I never assumed people did it because it hurt. However, lots of videos indicate that there are premium issues from Brooks saddles....and the fact that such saddles are not meant for drop bar ride styles. I just wonder if that "proclamation" was the result of how people set the saddle, rather than the saddle itself.

merziac 03-07-21 11:09 PM


Originally Posted by Het Volk (Post 21956991)
I never assumed people did it because it hurt. However, lots of videos indicate that there are premium issues from Brooks saddles....and the fact that such saddles are not meant for drop bar ride styles. I just wonder if that "proclamation" was the result of how people set the saddle, rather than the saddle itself.

Any iconic top of the line bike boom racing bike came with a Brooks Pro, Paramount, Raleigh Pro, Moto TC, PX-10 and many others as well as 1000's more installed on any and all kinds of racing bikes of every stripe and brand, it was the go to racing saddle for many for a long time.

As was already stated, many can't get the hang of them or have skewed expectations, Brooks have been used for racing with drop bars for as long as the two have been around together.

The sprung saddles have been the go to for upright bikes in the same vein, ever since they have been around together.

;)

pcb 03-08-21 01:21 AM

If ever there was YMMV territory, saddles are definitely it.

Usual initial saddle setup is stated saddle level or tilted up slightly.

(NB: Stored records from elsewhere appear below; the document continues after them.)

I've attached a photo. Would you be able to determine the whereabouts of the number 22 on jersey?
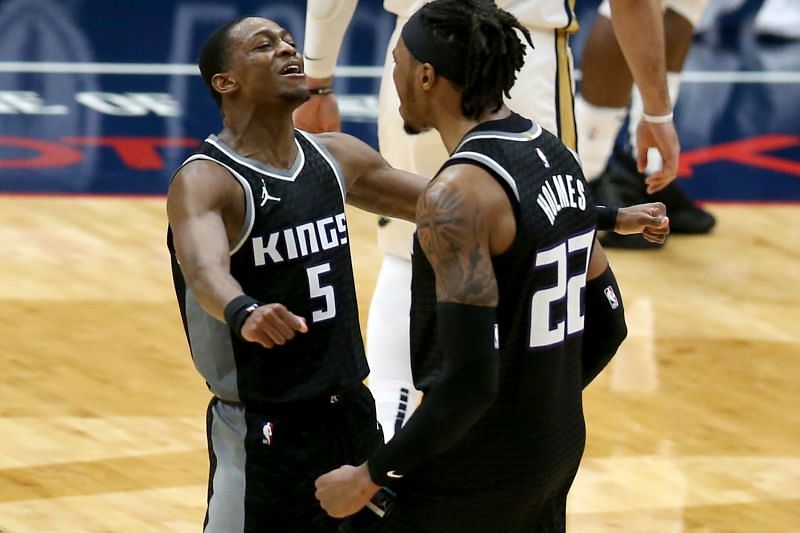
[530,229,595,348]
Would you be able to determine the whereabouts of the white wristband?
[642,111,672,124]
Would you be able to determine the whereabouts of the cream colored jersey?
[383,0,578,31]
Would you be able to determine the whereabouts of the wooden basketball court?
[0,196,800,533]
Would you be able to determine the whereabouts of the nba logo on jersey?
[603,285,619,309]
[261,422,272,444]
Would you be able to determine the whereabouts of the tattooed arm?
[316,165,506,517]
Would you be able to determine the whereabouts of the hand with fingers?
[614,202,669,243]
[636,118,681,194]
[292,77,342,133]
[241,304,308,348]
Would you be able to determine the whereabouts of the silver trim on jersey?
[297,130,347,202]
[181,154,256,255]
[455,122,542,152]
[449,152,519,201]
[206,134,306,181]
[184,286,240,402]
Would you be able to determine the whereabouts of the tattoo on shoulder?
[417,186,497,306]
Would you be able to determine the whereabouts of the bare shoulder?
[417,165,497,306]
[314,132,388,190]
[417,165,507,226]
[167,159,242,215]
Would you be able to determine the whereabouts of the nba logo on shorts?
[603,285,619,309]
[261,422,272,444]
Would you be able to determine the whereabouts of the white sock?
[575,95,627,181]
[366,254,422,441]
[628,72,681,174]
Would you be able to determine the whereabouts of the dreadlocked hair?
[420,0,533,119]
[197,16,248,107]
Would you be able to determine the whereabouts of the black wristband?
[224,294,261,337]
[308,87,333,96]
[594,205,619,231]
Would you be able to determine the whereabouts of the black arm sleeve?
[367,303,499,485]
[581,266,628,388]
[594,205,619,231]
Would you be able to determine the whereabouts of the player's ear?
[419,63,436,90]
[211,72,239,94]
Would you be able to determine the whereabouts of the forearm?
[181,261,243,322]
[303,0,358,79]
[611,0,671,115]
[367,304,498,484]
[347,167,428,222]
[581,267,628,388]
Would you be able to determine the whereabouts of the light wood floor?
[0,197,800,533]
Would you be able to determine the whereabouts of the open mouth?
[280,63,303,76]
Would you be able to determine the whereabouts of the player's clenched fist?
[241,304,308,348]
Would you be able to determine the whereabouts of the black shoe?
[600,231,664,250]
[609,150,717,234]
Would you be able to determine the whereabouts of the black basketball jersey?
[168,130,368,402]
[409,114,596,498]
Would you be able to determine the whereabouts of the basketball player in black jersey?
[167,12,664,533]
[167,17,434,533]
[316,0,626,533]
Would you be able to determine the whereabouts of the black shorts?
[205,384,383,533]
[340,486,569,533]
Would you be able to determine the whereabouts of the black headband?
[401,11,467,85]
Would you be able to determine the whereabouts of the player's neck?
[219,106,297,168]
[435,105,511,154]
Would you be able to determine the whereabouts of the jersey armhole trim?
[179,154,256,255]
[297,130,347,203]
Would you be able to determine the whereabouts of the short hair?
[197,16,250,108]
[419,0,533,119]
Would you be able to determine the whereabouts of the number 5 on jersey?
[306,263,336,322]
[530,230,594,348]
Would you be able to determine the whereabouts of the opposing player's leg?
[366,19,440,440]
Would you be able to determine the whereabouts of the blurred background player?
[575,0,715,248]
[316,0,626,533]
[295,0,680,439]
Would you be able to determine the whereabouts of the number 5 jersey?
[167,130,368,402]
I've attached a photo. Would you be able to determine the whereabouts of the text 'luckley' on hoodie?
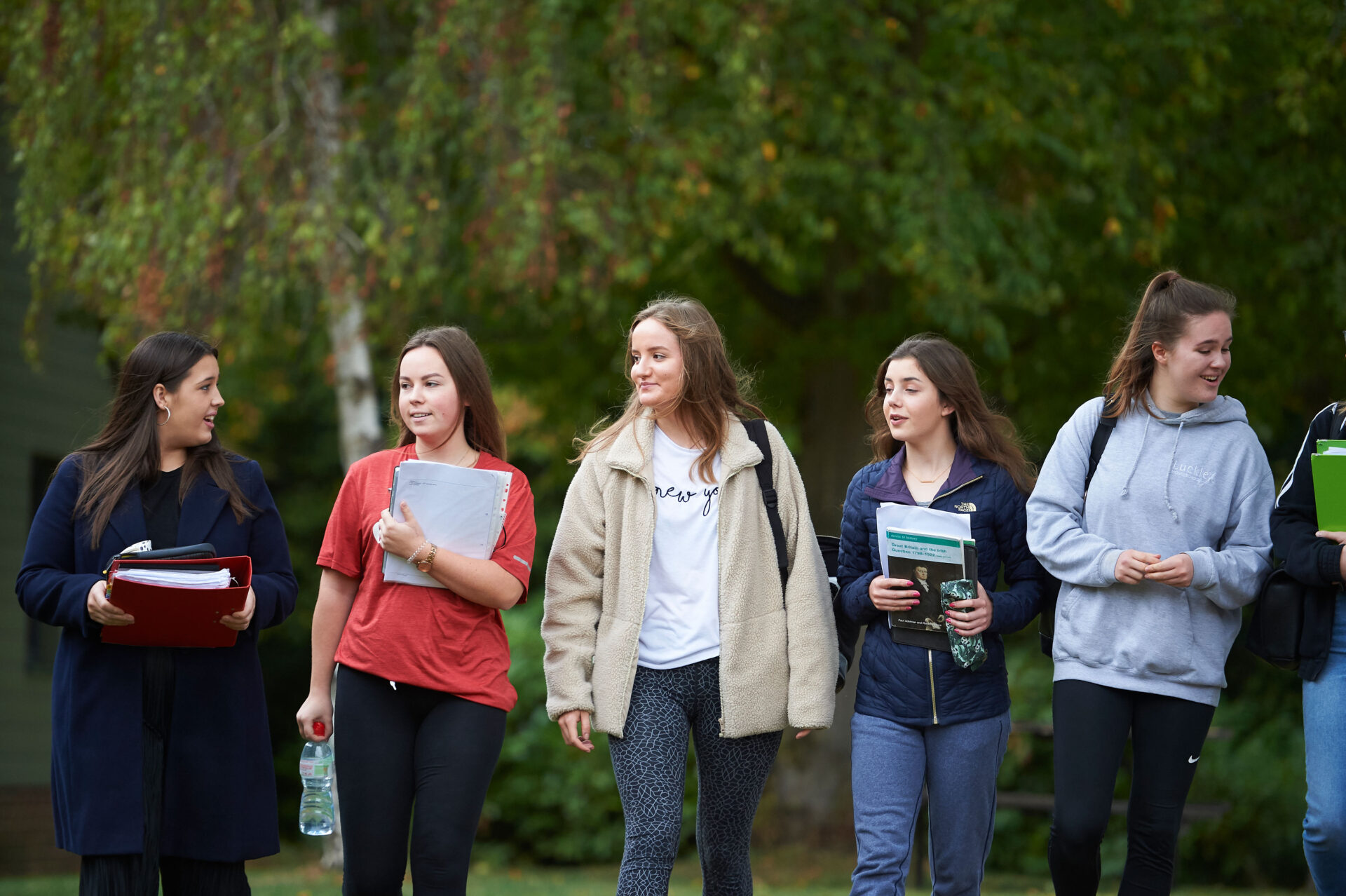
[1027,395,1274,706]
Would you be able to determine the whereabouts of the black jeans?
[79,647,252,896]
[79,855,252,896]
[332,666,505,896]
[1047,681,1216,896]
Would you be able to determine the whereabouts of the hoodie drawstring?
[1164,420,1187,522]
[1121,414,1167,498]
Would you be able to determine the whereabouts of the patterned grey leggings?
[609,658,781,896]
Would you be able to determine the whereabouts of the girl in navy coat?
[837,335,1042,896]
[16,332,297,896]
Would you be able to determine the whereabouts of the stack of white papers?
[878,505,972,577]
[111,566,229,588]
[383,460,513,588]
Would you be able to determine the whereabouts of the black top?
[140,467,182,550]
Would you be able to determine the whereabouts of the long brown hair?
[74,331,256,549]
[575,294,766,482]
[389,327,506,460]
[864,332,1038,494]
[1103,271,1237,417]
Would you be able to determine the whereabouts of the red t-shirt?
[318,445,537,712]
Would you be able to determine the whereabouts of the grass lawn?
[0,845,1305,896]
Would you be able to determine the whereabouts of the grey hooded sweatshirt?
[1028,395,1276,706]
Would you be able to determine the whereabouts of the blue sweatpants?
[1304,595,1346,896]
[850,712,1010,896]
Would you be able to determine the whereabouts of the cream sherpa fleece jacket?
[543,416,837,738]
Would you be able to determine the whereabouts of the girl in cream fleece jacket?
[543,299,837,895]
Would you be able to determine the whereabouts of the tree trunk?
[304,0,383,869]
[304,0,383,468]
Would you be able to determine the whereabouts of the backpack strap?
[742,420,790,593]
[1085,401,1117,492]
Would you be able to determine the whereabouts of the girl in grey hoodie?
[1027,272,1274,896]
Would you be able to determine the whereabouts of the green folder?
[1308,455,1346,531]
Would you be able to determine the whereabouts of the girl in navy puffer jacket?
[837,335,1043,896]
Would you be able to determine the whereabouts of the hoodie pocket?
[1056,585,1195,677]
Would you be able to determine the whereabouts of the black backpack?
[1038,402,1117,656]
[743,420,860,691]
[1244,407,1346,669]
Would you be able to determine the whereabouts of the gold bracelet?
[416,545,439,573]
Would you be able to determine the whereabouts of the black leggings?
[332,666,505,896]
[609,656,781,896]
[1047,681,1216,896]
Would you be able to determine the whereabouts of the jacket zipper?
[930,476,985,505]
[926,650,939,725]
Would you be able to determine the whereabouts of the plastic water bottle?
[299,722,332,837]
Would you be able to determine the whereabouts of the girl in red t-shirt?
[296,327,537,895]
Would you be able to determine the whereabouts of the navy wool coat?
[837,445,1045,725]
[16,457,299,862]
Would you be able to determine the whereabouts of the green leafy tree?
[0,0,1346,883]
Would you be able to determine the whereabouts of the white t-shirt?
[637,426,720,669]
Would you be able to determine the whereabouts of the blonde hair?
[575,294,766,482]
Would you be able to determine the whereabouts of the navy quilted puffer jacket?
[837,445,1045,725]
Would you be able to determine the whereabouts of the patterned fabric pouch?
[939,578,986,672]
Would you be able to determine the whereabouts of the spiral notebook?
[383,460,512,588]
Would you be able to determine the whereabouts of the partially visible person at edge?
[1270,384,1346,896]
[296,327,537,896]
[16,332,297,896]
[1028,272,1274,896]
[837,334,1043,895]
[543,297,837,896]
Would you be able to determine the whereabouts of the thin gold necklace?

Works well that way for lotsa folks, but not everybody. You tilt/level it till it feels right.

When I see a little higher/lower tilt than I use, since by my definition I'm "normal," I usually go "Hmmmm," but don't assume it's "wrong."

When I see up/down angles approaching 45-deg, I assume something ain't right.

And there is a fairly wide range of sit-bone widths, so although I'd say the Brooks Pro doesn't generally work well as an upright saddle for most riders, if you've got 100mm-width sit bones, it might work just fine upright.

Nice America! Have you ever tried it with front bags i/o rear? Those Fujis have fairly low-trail geometry, and some folks find they handle better with more loading in the front.

ctak 03-08-21 03:35 AM

I like to set new leather saddles approx level and clamped more fore than aft, followed by multiple long rides with stops as necessary to fine-tune things. Nothing like a 50+ miler to challenge ones preconceptions of normalcy.